Entertainment Weekly’s Comic Con preview issue has dumped a truckload of new information on us regarding The Avengers: Age of Ultron. For the most part, it’s all fun and games—the superhero clubhouse, more information about the new characters being introduced, et cetera. There is one detail, though, that people, and literally PEOPLE, are latching onto: Scarlett Johansson had three stunt doubles to help hide her pregnancy while filming. Obviously this is a terrible burden and how dare ScarJo for inconveniencing the production in this way. (Insert eye roll here.)
Here’s the thing—actors routinely have entire stunt TEAMS for movies like this. Chris Evans, for instance, has a posse of three stunt doubles: A fight double, a stunt rider for motorcycle stuff, and a parkour specialist. There’s usually one primary stunt double who does the bulk of the work, but if there are sequences involving cars/motorcycles, for instance, you can count on a specialist being brought in just for that bit, and ditto for fancy fighting styles that take years to master. So pregnant or not, it’s not unusual or IN ANY WAY “burdensome” for Johansson to have had a trio of stunt doubles.
The problem here goes beyond the latent sexism of calling out the pregnant lady for using stunt doubles. It’s more about the lack of transparency involving stunt work in general. Yes, some actors, like Tom Cruise, do their own stunts, but that’s really rare. It’s not just about physical capability—the insurance adjusters simply won’t let stars who carry millions in insurance riders engage in dangerous stunts. But it’s become trendy, for some reason, for actors to say they do their own stunts. (God bless Samuel L. Jackson for giving credit where credit is due). So there’s some obfuscation as to what’s really going on with stunt performers.
There’s been a push recently for stunt choreographers to be recognized by the Academy and awarded their own Oscar. I fully support this. Stunt choreography has as much to do with the final look of a film like The Avengers as the editing and cinematography. Stunt choreographers and the performers who make these thrilling sequences work deserve their fair share of film’s highest honor. But the pushback against adding this category comes in no small part from the acting branch. Why? Because acknowledging stunt performers means admitting they’re not doing 100% of what we see on screen, and actors sometimes use that for their own Oscar campaigns. Remember the kerfuffle surrounding how much Natalie Portman actually danced in Black Swan? That got so bad it has its own Wikipedia entry.
Johansson’s use of stunt doubles in Age of Ultron was necessary because she’s pregnant, that’s undeniable.

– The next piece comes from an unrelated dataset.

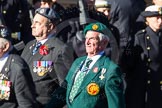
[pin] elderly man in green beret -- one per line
(93, 81)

But needing three might have just as much to do with the absence of her long-time stunt double, Heidi Moneymaker. For the first time in Johansson’s run as Black Widow, Moneymaker is not doubling for her. Moneymaker is one of the best stuntwomen working today, and Johansson has credited her with contributing to the overall look of the Black Widow. I read this not so much as “it took three people to hide ScarJo’s pregnancy” but “Heidi Moneymaker is so good at her job that it takes three people to replace her”.